- Abutia Kpota Location in Ghana
- Coordinates: 6°33′24.1″N 0°25′38″E﻿ / ﻿6.556694°N 0.42722°E
- Country: Ghana
- Region: Volta Region
- District: Ho West District
- Time zone: GMT
- • Summer (DST): GMT

= Abutia Kpota =

Farming community in Ghana

Abutia-Kpota is a farming community located at South-Western part of Ho, the capital town of Volta Region, Ghana. Abutia Kpota is one of the towns in the Ho West District. The town is near the Kalapa Re-source Reserve.

==History==
Abutia Kpota is one of the numerous settler towns in the Abutia Traditional Area. The people of Abutia belong to the Eʋedome group of the Eʋes.

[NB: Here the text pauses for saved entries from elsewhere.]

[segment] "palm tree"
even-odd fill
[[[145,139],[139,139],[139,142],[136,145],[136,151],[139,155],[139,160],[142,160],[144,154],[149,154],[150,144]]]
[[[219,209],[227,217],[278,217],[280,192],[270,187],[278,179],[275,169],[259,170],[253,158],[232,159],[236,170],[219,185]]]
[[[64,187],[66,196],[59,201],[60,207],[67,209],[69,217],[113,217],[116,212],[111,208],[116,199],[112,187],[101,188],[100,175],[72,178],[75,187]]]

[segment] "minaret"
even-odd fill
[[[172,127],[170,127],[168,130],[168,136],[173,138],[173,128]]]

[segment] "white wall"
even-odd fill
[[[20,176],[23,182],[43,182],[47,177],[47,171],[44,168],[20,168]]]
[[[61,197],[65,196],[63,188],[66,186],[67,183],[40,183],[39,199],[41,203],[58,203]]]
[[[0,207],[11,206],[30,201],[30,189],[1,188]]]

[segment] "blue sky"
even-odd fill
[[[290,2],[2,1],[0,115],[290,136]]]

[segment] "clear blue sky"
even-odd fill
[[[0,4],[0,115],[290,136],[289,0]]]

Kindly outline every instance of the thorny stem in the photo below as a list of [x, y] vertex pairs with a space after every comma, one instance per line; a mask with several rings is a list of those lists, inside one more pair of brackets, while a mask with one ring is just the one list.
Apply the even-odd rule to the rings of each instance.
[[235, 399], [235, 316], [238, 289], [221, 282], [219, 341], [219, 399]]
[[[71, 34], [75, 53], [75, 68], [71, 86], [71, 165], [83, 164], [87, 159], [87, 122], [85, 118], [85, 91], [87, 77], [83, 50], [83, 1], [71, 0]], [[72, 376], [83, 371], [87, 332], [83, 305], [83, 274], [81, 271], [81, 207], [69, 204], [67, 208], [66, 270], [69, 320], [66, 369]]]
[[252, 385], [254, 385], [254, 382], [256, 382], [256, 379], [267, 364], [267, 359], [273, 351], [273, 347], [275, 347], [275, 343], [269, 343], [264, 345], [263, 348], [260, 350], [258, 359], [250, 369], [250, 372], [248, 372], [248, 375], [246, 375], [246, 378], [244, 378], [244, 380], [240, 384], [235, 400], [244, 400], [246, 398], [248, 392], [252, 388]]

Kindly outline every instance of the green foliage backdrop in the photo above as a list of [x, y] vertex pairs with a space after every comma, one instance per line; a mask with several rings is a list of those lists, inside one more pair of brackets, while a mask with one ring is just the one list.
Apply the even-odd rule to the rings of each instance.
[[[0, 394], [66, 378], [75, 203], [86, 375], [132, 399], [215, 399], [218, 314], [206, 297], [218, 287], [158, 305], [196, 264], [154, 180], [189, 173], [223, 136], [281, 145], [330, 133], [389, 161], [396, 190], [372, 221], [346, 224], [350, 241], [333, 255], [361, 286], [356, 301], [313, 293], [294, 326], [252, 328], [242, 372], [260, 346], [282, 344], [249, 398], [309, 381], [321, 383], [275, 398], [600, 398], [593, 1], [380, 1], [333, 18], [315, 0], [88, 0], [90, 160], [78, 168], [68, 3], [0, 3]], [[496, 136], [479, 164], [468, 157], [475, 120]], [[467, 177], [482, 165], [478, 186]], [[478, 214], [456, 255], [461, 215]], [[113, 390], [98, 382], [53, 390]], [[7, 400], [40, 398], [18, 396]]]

Abutia has traditional towns which are Abutia Kloe, Abutia Kissifli and Abutia Teti.

As at 2025, the Chief of Abutia-Kpota is Togbe Tsali IV.

==Education==

- Abutia-Kpota Evangelical Presbyterian Basic School or E.P Basic School

==Agriculture==
The community produces cassava, maize, rice and vegetables such as okra. The Abutia Kpota farms which is an initiative of the National Service Scheme mainly deals in maize plantation.